There isn't anything that stands out in terms of a mindblowing performance, though perhaps Lori Petty (Tank Girl) comes close with her juggling of present day and flashback Lolly in one episode as we see what made Lolly..Lolly. And the core cast continues to put in solid work in different, even darker directions. And when the show ends its fourth season (five has long since been out on Netflix), one can't help but wonder how much further down the hole these characters went before coming out the other side.

To be clear, there are moments in Orange is the New Black that touch on past moments or essence, but this new perhaps more cynical and cold tone, delivered quietly but effectively, certainly holds for promise in the lore of Kohan-created works. I certainly wanted to see more coming out of this experience than I was curious about going into it.

The Blu-rays:
The Video:

Thirteen episodes of the show are spread over three discs and presented in 1.78:1 widescreen with the AVC codec. I don't rewatch shows on physical media from a streaming service for whatever reason but the presentation of the show was pretty good. Color reproduction was accurate and in some episodes (note a hitchhiking biker in the midst of some faux Tibetan monks), the darkness contrast against the yellows of the robes and flashing bike light rims nicely. There is a moment or two of inconsistency or image noise but nothing I was notably frustrated by. Considering original presentation, I quite liked this.

The Sound:

DTS-HD Master Audio 5.1 lossless surround which sounds more dynamic than I expected. You get numerous prison skirmishes that have quality channel panning and directional effects in them, and the music at the beginning and end of each episode sounds as clear as can be. Dialogue is also consistent and doesn't necessitate much adjusting, and the source material sounds just as good on disc as it does in a home theater setup.

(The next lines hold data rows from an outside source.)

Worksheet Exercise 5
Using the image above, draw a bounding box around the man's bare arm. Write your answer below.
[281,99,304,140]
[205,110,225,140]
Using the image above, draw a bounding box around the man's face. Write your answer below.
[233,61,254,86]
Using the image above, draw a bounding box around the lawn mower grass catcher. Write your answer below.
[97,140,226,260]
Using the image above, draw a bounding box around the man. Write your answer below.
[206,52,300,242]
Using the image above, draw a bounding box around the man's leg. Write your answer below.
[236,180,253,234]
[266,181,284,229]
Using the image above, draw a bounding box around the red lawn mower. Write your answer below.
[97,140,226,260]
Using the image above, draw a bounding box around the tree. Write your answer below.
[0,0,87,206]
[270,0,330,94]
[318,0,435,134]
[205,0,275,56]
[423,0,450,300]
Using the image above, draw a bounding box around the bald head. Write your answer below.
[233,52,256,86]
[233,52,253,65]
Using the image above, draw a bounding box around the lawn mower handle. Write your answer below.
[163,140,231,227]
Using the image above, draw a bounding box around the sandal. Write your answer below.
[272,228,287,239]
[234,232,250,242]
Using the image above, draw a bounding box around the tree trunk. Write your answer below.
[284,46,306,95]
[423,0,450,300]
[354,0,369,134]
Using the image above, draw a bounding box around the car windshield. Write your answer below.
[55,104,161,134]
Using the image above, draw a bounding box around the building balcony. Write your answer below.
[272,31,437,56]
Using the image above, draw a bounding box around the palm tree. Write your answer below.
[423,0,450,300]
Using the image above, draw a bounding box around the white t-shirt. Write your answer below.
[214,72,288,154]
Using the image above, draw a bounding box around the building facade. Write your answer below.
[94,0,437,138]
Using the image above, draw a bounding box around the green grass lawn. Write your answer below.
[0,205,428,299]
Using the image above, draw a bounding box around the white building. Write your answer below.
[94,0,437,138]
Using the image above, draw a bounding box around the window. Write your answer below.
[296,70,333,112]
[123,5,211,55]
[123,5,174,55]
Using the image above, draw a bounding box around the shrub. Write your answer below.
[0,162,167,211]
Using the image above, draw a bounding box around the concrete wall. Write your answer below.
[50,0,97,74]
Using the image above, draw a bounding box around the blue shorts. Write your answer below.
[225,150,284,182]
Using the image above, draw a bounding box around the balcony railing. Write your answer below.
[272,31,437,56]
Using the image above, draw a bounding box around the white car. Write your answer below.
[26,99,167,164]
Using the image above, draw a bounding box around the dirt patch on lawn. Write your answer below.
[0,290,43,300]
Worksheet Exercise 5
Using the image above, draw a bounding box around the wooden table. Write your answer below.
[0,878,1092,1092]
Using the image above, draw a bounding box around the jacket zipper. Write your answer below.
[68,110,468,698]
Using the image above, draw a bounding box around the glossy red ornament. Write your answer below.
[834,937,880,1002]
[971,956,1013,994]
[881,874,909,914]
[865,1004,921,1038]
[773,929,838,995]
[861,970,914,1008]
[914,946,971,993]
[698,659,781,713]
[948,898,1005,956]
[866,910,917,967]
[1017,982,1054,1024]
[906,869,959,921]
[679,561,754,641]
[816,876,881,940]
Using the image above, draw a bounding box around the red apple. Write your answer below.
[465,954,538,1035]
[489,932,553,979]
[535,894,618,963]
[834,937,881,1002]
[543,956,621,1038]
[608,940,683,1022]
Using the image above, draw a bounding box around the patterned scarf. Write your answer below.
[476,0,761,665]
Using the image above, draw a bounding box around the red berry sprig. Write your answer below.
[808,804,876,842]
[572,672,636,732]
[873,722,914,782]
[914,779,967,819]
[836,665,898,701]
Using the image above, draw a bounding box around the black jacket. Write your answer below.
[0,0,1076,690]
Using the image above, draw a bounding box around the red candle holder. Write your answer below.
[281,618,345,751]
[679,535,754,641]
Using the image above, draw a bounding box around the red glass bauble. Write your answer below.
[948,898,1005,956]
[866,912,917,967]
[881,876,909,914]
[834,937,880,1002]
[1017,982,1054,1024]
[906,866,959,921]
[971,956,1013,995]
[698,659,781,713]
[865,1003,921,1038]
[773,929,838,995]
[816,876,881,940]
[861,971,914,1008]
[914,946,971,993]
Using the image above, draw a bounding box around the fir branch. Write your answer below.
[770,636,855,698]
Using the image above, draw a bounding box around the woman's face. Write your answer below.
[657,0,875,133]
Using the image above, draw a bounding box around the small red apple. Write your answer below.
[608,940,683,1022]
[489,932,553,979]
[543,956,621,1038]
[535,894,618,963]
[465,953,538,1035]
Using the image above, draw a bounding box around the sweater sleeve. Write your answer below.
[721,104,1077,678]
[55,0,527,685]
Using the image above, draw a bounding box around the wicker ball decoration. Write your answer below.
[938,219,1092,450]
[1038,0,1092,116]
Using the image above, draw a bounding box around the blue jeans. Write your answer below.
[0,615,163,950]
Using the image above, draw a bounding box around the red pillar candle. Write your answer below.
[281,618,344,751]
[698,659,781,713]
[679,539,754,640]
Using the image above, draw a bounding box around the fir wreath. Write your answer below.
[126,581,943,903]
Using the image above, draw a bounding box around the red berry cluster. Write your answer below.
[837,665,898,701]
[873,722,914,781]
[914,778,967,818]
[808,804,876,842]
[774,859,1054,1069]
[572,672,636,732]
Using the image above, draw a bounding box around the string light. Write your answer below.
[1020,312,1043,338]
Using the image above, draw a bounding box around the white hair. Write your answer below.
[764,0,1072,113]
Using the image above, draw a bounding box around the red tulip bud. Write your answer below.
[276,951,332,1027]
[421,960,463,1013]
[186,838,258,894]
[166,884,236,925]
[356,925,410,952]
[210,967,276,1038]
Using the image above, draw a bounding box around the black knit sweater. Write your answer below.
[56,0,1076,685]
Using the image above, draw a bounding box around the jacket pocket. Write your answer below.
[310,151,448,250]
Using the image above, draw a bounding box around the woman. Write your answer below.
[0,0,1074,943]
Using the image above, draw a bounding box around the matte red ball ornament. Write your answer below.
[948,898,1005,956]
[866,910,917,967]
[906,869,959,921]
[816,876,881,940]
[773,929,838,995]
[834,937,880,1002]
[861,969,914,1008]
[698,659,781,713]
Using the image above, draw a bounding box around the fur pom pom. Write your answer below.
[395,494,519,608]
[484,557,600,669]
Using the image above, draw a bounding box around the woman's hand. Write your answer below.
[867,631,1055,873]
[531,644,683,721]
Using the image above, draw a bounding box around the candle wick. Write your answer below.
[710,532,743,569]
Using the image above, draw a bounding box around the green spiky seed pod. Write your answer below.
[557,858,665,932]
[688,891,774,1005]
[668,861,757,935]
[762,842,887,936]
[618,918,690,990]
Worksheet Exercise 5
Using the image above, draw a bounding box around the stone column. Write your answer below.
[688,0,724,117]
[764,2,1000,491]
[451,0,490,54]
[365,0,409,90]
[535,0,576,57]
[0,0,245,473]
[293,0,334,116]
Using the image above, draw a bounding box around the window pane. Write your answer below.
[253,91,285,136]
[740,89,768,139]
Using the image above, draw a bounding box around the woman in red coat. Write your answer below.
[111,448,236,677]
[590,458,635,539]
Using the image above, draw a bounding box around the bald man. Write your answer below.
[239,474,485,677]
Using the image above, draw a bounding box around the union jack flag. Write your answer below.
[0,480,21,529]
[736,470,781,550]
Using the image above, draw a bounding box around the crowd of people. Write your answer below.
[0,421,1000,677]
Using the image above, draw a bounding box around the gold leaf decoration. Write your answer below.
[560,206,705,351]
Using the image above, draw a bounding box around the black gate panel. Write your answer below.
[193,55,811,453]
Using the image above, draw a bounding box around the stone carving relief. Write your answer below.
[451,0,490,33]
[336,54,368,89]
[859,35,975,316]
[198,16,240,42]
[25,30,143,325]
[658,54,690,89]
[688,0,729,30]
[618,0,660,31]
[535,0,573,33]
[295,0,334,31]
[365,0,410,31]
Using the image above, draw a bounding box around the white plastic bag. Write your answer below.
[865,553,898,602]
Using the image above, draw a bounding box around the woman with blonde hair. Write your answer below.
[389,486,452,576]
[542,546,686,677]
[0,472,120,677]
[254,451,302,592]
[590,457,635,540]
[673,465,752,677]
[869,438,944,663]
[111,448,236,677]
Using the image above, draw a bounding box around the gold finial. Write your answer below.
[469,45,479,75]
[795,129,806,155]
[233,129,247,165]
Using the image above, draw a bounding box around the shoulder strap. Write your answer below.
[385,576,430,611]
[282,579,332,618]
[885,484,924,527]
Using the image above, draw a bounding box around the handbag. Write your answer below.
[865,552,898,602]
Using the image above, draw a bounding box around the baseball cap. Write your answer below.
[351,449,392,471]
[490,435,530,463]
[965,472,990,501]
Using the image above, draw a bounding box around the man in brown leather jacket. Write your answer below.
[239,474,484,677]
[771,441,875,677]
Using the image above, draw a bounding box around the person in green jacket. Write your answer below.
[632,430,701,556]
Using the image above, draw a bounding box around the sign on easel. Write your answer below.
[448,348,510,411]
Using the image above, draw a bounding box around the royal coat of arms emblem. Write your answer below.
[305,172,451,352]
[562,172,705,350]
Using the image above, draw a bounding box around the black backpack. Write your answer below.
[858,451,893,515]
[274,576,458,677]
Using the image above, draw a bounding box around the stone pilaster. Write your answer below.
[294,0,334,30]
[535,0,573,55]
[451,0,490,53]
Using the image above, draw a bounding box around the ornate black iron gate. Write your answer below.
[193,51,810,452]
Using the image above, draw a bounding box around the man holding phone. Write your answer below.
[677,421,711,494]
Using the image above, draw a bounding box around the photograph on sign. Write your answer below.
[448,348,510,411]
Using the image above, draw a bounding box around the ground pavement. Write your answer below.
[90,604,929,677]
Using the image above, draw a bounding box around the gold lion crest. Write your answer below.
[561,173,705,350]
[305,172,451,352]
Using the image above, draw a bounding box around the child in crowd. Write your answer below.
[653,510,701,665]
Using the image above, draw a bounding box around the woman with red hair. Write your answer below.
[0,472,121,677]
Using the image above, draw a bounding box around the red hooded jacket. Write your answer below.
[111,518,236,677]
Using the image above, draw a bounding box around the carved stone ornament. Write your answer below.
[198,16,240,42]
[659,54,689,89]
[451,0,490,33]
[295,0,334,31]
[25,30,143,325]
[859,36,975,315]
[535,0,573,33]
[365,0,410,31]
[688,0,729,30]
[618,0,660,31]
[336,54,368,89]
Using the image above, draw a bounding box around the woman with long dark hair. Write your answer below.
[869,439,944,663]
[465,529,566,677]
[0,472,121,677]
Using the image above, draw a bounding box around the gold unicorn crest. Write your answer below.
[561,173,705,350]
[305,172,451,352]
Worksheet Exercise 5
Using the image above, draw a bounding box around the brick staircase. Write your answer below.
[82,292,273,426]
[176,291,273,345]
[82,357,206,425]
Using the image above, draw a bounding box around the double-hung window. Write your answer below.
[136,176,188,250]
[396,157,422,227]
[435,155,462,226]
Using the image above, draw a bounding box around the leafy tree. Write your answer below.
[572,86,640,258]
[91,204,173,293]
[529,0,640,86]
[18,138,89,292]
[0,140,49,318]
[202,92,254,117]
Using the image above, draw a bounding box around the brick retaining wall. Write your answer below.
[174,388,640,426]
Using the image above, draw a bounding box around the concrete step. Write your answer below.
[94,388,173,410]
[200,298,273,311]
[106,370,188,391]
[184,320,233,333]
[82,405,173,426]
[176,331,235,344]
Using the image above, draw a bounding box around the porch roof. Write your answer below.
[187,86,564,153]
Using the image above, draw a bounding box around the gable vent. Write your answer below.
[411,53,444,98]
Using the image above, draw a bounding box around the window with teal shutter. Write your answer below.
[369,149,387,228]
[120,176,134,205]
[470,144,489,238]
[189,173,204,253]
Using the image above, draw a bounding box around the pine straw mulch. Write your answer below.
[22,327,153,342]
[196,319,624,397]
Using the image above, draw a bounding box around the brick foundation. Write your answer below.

Commentaries on the seventh, twelfth and thirteenth episodes, generally with the show's writer or director, and a featured performer of same. The tracks are fairly dull, and definitely could have improved with a group track or two, but I get the reticence. A tour of the set (9:59) follows, with introductions, some memorable moments in a particular place, etc. A gag reel (2:03) is included but disappoints.

Final Thoughts:

Orange is the New Black gives you laughs, some tears, but makes you straighten up in your chair a little more as a viewer than past seasons did, which was a welcome change of pace for this viewer and perhaps most of the ensemble. Technically it's a nice package, despite the general humdrum nature of the bonus material. And if you're in on the show after three seasons, why stop now?